TitleAuditory Structures that Impact Sensitivity and Acuity in Cetaceans:Location, Location, Location
Publication TypeConference Paper
Year of Publication2013
AuthorsKetten, D. R., J. Simmons, H. Riquimaroux, S. R. Cramer, J. J. Arruda, D. C. Mountain, A. L. Zosuls, and A. A. Tubelli
Conference Name20th Biennial Conference on the Biology of Marine Mammals
Date Published12/2013
PublisherSociety for Marine Mammology
Conference LocationDunedin, New Zealand
Keywordsacoustic, auditory, basilar membrane, bat, echolocation, high frequency, low frequency, microchiropteran, sound reception, sound sensitivity, ultrasonic

Microchiropteran bats and odontocete cetaceans have sophisticated echolocation capabilities dependent upon good high frequency hearing, but they operate in radically different media.

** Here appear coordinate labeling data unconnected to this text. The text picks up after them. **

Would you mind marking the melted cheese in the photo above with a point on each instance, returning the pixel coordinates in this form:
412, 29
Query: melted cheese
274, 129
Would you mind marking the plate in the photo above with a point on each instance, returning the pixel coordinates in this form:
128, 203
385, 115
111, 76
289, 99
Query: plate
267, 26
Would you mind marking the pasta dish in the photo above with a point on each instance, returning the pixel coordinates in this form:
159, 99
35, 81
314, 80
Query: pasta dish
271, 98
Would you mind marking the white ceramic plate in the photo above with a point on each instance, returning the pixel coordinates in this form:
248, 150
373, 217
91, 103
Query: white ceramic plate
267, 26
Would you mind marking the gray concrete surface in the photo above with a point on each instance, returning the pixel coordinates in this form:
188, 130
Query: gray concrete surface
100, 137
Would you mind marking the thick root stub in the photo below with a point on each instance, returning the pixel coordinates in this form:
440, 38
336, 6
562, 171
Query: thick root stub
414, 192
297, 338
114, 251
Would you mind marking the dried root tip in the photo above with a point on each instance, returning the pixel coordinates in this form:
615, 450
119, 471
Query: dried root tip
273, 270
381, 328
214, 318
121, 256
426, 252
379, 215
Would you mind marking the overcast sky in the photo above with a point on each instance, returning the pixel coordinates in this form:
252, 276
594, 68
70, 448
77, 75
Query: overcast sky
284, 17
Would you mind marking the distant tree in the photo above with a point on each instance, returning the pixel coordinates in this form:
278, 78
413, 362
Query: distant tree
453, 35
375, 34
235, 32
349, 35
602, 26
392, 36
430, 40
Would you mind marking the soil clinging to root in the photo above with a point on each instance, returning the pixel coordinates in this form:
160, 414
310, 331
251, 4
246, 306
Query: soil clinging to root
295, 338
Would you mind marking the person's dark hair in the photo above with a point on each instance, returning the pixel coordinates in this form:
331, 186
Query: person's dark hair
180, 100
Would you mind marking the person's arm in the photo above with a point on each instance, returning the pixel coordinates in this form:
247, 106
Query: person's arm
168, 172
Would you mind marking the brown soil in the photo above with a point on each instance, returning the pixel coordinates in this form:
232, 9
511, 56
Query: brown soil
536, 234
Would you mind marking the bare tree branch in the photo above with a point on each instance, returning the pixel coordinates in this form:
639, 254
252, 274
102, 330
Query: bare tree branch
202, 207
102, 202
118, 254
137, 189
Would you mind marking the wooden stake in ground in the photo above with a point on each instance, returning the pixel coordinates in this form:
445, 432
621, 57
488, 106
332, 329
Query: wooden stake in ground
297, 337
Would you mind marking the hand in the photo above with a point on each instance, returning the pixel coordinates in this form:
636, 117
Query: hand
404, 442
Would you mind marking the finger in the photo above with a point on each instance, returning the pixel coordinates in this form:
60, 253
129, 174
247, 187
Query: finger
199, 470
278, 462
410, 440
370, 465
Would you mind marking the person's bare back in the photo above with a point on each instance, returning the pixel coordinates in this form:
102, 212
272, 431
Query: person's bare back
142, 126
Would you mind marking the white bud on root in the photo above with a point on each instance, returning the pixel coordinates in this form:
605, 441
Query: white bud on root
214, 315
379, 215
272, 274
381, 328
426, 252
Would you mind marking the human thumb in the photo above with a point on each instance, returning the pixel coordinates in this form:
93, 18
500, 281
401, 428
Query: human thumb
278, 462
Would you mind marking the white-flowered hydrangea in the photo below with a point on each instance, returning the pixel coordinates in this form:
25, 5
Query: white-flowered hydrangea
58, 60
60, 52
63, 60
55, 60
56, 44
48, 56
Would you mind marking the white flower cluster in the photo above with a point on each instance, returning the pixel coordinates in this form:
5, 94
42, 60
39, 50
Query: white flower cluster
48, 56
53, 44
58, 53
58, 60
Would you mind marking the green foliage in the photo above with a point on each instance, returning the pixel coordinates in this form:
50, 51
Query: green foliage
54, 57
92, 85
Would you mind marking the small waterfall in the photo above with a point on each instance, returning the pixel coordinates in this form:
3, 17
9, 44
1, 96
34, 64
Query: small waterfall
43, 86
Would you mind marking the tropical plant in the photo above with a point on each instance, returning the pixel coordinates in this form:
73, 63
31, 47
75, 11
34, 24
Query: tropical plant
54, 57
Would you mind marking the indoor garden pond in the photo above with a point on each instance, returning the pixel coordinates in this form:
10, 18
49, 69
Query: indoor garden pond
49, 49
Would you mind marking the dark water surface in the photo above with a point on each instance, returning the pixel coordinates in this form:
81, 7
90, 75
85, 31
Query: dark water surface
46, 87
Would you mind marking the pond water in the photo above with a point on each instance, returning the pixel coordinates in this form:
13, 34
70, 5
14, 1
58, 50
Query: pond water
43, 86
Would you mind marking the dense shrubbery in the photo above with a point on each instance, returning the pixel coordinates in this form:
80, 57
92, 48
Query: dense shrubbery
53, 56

By contrast, larger terrestrial mammals and mysticetes share the ability to generate and respond to low frequency sounds, although little is known about their hearing abilities. The similarity of tasks and information that odontocetes and microchiropterans obtain acoustically suggest their auditory systems have some commonalities for ultrasonic signal processing mechanisms and differences related to media dependent elements such as interaural time differences, peak spectra of echolocation signals, and latencies. In this study, the heads, outer, middle, and inner ears of 12 specimens from five species of bats, dolphins and whales (Eptesicus fuscus, Pipistrellus abramus, Phocoena phocoena, Tursiops truncatus, Balaenoptera acurostrata) were analyzed based on microimaging at resolutions of 11 to 100 micron isotropic voxels obtained from a Siemens helical (CT) scanner ( and X-Tek micro CT. Outer and middle ears anatomies varied widely amongst all species in terms of canal length, middle ear stiffness and volume, and ossicular anatomy. The minke whale inner ear was most similar to that of mid to low frequency terrestrial mammals, particularly human and pig inner ears. The ears of the echolocators were significantly different from the mid to low frequency ears, with increased stiffness, thicker membranes and outer osseus laminae supporting up to 60% of the basilar membrane. The high frequency species also had “foveal” regions with “stretched” frequency representation for peak spectra of echolocation signals. Stapedial inputs to the cochlea in cetacean echolocators differed from the bat and baleen ears, with more complex canal configurations and higher placement that suggest a novel anatomy and mechanics that improves high frequency acuity. Supported by NIH, JIP/OGP, CNO/N45-US Navy Environmental Division, and the Office of Naval Research.